Par Le Préfet, le lundi 27 février 2012

Il va venir ?

S'il vient pas je viens pas et pis si je suis pas là, il sera pas là non plus ? En tout cas je verrai pas; lui non plus. Ca restera un mystère pour nous. Avec un peu de chance on sera au même endroit au même instant et tout semblable qu'on est on fera tout pareil : on se verra ni l'un ni l'autre.

On se manquera comme un sale rendez-vous où aucun de nous n'a envie d'aller ; il a consommé son café à la même table que moi, il restait sa cuillère et un peu de mousse déposée sur le pourtour blanc de la tasse. Une trace sur son nez, car il a un grand nez; mais on ne s'est pas vu, on ne s'est rien dit, on a oublié d'être là. Ca a fait du bien de se rater; de s'imaginer pour une fois ne pas être au même endroit au même instant. On a pris nos distances; on a payé notre écot, des pièces sur la table, prises dans le marbre et les dorures de pacotille.

Il va venir poser sa machine à bruit ; il va fixer les fils, souder des trucs, poser cette chose tentaculaire qui a l'air d'être son cerveau déployé puis punaisé, séché, la grenouille éventrée dans le cours de biologie, la grenouille à faire vomir les filles.

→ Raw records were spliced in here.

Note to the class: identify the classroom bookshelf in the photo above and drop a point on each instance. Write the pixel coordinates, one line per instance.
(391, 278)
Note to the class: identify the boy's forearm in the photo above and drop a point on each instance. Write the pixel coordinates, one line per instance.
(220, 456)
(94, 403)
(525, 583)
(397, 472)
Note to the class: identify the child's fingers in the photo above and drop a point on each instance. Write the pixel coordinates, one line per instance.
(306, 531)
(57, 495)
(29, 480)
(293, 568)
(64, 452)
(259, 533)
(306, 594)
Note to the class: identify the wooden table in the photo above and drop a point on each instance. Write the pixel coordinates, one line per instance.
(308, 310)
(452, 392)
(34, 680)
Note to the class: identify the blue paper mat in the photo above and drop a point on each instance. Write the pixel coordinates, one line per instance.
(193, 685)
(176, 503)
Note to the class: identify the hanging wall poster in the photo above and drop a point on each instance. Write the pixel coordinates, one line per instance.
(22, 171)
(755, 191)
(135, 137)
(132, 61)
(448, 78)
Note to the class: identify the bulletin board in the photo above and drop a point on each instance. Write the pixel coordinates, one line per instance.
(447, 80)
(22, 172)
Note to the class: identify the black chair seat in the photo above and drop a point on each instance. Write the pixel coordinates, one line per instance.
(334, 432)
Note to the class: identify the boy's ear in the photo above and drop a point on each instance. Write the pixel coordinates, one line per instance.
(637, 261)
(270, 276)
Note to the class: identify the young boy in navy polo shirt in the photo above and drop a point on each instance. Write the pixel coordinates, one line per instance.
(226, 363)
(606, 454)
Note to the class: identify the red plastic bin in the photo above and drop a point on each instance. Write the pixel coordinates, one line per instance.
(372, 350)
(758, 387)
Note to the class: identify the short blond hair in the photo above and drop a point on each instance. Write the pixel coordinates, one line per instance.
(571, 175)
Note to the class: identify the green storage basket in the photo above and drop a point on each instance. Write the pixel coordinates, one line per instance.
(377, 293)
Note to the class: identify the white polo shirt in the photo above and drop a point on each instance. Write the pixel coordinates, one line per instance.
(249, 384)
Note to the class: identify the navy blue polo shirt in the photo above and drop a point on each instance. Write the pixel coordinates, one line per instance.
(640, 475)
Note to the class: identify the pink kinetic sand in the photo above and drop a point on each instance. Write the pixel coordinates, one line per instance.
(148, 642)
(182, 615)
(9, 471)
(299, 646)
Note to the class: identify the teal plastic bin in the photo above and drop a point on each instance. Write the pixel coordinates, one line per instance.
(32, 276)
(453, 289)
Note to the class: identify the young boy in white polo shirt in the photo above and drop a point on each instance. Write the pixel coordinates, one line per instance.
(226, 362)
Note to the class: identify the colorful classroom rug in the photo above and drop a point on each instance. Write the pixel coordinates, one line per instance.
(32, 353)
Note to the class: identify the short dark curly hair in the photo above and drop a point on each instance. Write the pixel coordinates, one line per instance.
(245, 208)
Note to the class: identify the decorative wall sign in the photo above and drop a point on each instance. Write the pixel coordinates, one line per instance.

Il y a deux Pierre GORDEEF. Dont un qui court dans tous les sens pour actionner ce cerveau qu'il a sorti de lui. Puis l'autre c'est sans doute moi qui le regarde. Il va venir.

On sera au moins trois puisqu'il vient à deux. Peut-être un de plus. Il n'est pas impossible qu'à force de l'attendre mes yeux s'égarent dans les fils, s'emprisonnent dans les soudures et me laissent un peu double. Il est bien possible que mon corps de grenouille s'agite et que d'autres corps de grenouille surgissent, par frottement des dédoublements, comme les étincelles d'une allumette. Ca commence à faire du monde à ce rendez-vous.

- Je ne coucherai jamais avec toi parce que tu es trop moche.

Il finira bien par y avoir une fille aussi.

- Je t'emmerde connasse.

Si on s'y prend bien elle finira par me foutre sur la gueule. Il y aura forcément quelqu'un pour la défendre, puis un ou deux autres dans mon camp; on saura plus d'où est partie l'insulte mais les négociations à coup de tatanes auront assez dégénérées pour que déjà plus personne n'y reconnaisse les siens.

Il y aura ceux qui cognent et ceux qui n'ont rien fait, souvent les mêmes d'ailleurs.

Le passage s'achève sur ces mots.